The drift to the city
Virtually all analysts agree that twenty-first century security, stability and sustainable development will be decided in large, but especially fast-growing medium-sized cities. For the past hundred years, North American, Western European and Latin Americans citizens moved in massive numbers to cities and suburbs. In the 1800s, just 1 in 30 people lived in cities. Today, three in four of them live there.
Global urban population growth is dramatically speeding-up. More than 90% of all future population growth will occur in cities and the slums and shanty-towns of the South adding another 2.5 billion people to urban settings by 2050.

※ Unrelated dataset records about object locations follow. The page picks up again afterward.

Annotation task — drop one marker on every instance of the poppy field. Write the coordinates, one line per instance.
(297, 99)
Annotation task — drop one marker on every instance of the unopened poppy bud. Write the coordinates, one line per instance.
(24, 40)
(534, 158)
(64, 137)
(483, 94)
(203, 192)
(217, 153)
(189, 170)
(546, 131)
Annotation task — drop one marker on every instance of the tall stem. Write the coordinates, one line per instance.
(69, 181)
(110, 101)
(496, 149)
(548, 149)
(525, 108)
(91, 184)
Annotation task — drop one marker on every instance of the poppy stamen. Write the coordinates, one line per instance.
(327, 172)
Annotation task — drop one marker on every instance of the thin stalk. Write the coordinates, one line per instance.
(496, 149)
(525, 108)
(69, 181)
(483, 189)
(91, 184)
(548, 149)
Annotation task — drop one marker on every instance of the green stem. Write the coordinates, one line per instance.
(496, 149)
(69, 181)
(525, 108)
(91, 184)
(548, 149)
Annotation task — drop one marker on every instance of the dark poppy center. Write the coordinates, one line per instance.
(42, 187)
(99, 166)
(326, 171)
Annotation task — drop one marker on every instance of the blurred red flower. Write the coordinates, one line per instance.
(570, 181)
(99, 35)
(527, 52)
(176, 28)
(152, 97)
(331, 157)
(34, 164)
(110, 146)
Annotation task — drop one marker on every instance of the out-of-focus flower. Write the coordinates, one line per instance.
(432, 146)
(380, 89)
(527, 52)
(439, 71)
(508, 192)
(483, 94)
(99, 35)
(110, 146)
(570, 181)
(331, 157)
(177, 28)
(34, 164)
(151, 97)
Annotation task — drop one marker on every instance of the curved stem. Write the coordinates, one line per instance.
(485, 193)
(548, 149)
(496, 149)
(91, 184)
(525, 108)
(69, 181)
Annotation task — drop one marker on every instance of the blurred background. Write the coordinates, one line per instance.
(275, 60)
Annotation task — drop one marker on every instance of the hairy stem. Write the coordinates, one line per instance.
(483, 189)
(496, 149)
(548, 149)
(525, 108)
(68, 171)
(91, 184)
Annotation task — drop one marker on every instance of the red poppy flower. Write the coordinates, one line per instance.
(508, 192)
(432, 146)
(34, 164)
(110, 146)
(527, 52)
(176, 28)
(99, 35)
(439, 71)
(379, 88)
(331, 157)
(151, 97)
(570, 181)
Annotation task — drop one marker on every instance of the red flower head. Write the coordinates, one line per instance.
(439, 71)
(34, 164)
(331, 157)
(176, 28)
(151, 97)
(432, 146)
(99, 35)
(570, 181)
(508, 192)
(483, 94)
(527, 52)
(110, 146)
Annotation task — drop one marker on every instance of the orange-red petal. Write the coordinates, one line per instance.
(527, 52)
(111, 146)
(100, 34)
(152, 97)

A few countries will drive this urban expansion, notably China, India and Nigeria. But Latin America is not exempt. The political, social and economic divide between the wealthy and poor is frequently reproduced spatially in cities. For example, more than 110 million of Latin America’s 558 million residents live in slums.
To be sure, the global migration to cities has been a good thing. Civic planners in the world’s largest metropolises are learning how to build safer, more cohesive and livable spaces. City life has many advantages over rural living – with urban residents typically living longer, gaining more education and higher living standards. And urban networks of smart or intelligent cities are emerging to confront not just local but also international problems.
However, not all cities are moving in the same direction. Some are doing remarkably well – just 600 cities are now estimated to account for two thirds of global GDP. While a handful of mega-cities are thriving and alliances of cities are learning from one another, many others are falling behind. The social contract binding municipal governments to their citizens is crumbling and violence is rising. In fast growing cities of the Americas, Africa, Asia and the Arab world, urban governance is divided increasingly between the haves and the have-nots.
The most dangerous ones can be called fragile cities. Fragile cities are metropolitan units whose governance arrangements exhibit a declining ability or willingness (or both) to deliver on the social contract. With some exceptions, most fragile cities are located in the Americas, especially those south of the United States. Most of the 50 most dangerous metropolises are scattered across Latin America and the Caribbean. Acapulco, Caracas, Maceio, and San Pedro Sula are in some ways a harbinger of what’s to come in the rest of the Southern hemisphere.
According to our estimates based on various sources, 7 of the 10 most dangerous cities measured by homicide rates are located in Latin America and the Caribbean. San Pedro de Sula in Honduras ranks number two behind Aleppo in Syria.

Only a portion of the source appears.